Sainte Hélène vénérée au cœur de Paris
Paris Notre-Dame du 7 décembre 2023
C’est désormais une tradition, la fête de la translation des reliques de sainte Hélène (en mémoire de leur don et de leur transfert à la paroisse) réunit chaque année chrétiens orthodoxes, catholiques et chevaliers du Saint-Sépulcre dans l’église de St-Leu – St-Gilles. Un rituel peu connu, empreint de mystère.
Un mois avant Noël, dans le bruyant quartier des Halles, une cérémonie hors du temps se déroule en toute discrétion. Dans la crypte de l’église St-Leu – St-Gilles (1er), des silhouettes défilent à la lueur des bougies autour de la chasse de sainte Hélène, recouverte d’un tissu couleur or : des femmes orthodoxes aux cheveux couverts, des catholiques, des chrétiens d’Orient et d’Occident. Ils prient la sainte, moins connue du grand public aujourd’hui et pourtant mère de l’empereur Constantin, surtout renommée pour avoir retrouvé la vraie croix du Christ sur le lieu de son tombeau. Bientôt, les chevaliers du Saint-Sépulcre rejoignent à leur tour la crypte pour une prière commune, tel un seul hymne, avant de porter la chasse en procession jusqu’à l’autel, pour les vêpres orthodoxes puis la messe catholique. À cette fin, les chevaliers ont revêtu cape et gants blancs, les dames se sont couvertes d’une pèlerine et d’une mantille noires ; la croix rouge de Jérusalem, celle de l’Ordre, orne leurs vêtements. Il est 17 heures.

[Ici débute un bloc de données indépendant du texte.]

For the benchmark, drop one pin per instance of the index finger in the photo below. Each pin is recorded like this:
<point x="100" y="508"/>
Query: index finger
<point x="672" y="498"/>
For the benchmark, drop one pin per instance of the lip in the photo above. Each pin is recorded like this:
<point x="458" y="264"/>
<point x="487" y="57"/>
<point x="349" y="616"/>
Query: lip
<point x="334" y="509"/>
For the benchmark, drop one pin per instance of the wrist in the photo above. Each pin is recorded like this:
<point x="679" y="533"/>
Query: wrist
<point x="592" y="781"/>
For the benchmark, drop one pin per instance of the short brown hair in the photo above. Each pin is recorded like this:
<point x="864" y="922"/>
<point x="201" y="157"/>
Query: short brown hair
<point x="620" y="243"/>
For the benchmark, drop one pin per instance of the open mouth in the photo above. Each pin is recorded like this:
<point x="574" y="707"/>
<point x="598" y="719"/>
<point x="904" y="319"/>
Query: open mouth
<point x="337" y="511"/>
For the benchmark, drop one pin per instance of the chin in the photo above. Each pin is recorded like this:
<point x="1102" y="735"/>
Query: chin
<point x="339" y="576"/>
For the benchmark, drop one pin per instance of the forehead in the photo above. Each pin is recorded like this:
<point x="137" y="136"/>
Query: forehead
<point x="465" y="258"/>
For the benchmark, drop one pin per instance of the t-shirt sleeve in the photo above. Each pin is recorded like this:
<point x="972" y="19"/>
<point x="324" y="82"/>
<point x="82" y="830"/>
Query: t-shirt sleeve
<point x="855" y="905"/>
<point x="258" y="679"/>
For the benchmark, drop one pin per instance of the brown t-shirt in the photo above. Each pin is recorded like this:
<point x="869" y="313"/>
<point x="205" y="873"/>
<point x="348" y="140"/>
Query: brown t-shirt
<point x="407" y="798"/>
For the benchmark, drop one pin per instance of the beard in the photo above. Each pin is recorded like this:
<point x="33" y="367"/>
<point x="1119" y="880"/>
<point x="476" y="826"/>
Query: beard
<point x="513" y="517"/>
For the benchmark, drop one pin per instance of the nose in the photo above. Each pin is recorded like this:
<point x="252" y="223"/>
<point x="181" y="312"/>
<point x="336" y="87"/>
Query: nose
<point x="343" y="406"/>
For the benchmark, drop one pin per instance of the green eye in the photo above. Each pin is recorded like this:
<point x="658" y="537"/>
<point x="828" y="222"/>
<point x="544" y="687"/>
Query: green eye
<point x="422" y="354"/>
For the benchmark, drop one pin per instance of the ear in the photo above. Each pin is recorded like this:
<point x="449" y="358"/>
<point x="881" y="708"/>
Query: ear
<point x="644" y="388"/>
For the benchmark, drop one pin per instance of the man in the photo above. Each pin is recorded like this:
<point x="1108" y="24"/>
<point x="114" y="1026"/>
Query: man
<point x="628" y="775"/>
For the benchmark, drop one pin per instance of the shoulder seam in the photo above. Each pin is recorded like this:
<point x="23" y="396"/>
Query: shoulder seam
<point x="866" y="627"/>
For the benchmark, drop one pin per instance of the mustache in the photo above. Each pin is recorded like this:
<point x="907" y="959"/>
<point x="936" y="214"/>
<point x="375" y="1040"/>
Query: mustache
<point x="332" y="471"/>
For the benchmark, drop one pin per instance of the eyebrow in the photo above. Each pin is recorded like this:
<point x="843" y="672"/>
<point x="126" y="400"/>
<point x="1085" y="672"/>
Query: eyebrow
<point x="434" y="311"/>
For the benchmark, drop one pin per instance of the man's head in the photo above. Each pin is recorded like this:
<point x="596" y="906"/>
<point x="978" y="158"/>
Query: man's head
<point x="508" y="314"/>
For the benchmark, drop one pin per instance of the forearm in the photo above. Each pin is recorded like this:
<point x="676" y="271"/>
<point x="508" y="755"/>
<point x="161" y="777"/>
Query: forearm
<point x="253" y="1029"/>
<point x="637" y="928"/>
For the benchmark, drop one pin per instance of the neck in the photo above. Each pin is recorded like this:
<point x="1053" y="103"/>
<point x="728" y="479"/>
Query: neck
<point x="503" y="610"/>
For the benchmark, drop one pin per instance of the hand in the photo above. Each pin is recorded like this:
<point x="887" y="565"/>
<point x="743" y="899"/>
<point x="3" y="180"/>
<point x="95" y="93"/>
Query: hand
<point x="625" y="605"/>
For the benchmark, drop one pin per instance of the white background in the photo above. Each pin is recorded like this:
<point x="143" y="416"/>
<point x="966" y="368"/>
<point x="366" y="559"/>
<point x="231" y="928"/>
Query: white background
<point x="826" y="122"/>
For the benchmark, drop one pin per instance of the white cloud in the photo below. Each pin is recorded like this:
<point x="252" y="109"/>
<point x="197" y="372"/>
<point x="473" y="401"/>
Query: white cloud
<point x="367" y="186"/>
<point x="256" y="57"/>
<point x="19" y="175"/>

« Nous avons travaillé avec les orthodoxes pour donner du sens à cet office », explique Sr Hubert-Dominique, religieuse à St-Leu – St-Gilles, « afin de tracer un chemin d’unité à travers nos différences ». En effet, la sainte suscite autant la ferveur des catholiques – en particulier celle des chevaliers du Saint Sépulcre, traditionnels gardiens des reliques –, que celle des orthodoxes qui pèlerinent dans cette église. Michel Guillaume, un paroissien à la longue barbe, rappelle que « dans l’orthodoxie, sainte Hélène est considérée comme l’égale des apôtres ». Ainsi, cette célébration ne ressemble à aucune autre. Mais comment les reliques sont-elles arrivées de Terre Sainte jusqu’à cette église ? « Transférées à Rome, elles ont été déplacées ou peut-être volées par un moine zélé dans les premiers siècles du christianisme », résume le P. Arnaud Bancon, curé de la paroisse. Elles sont parvenues en France, ont échappé à la Révolution et ont été remises aux chevaliers du Saint-Sépulcre en 1820 dans leur église capitulaire, où elles demeurent toujours aujourd’hui. Cette grande fête de la translation des reliques n’est pourtant célébrée que depuis une quinzaine d’années : l’ancien curé de la paroisse s’était lié d’amitié avec la communauté orthodoxe de Paris. L’idée avait alors germé de rassembler là, tous les ans, chrétiens orthodoxes et chevaliers du Saint-Sépulcre en raison de leur même vénération pour la sainte.
Les chevaliers ont maintenant rejoint l’autel, deux d’entre eux montent la garde, de part et d’autre du reliquaire. Le P. Bancon prend la parole : « Nous sommes originaires de différents pays et partageons la même dévotion pour sainte Hélène. […] Nous sommes invités à rester dans l’unité, la paix et l’espérance. » L’assemblée fait cercle autour de la chasse, orthodoxes à gauche, chevaliers à droite. La célébration se poursuit en slavon (une ancienne langue slave) par une litanie de prières, psaumes et cantiques orthodoxes. Des volutes d’encens accompagnent les tropaires. Vient ensuite le temps de l’adoration des reliques : les orthodoxes se signent puis touchent le sol avant d’embrasser le précieux coffret. Les chevaliers leur emboîtent le pas. La commémoration se prolonge silencieusement pendant que dehors, la foule affairée défile en continu. Certains curieux s’approchent de l’église avant de repartir ; sainte Hélène gardera encore un peu de son mystère.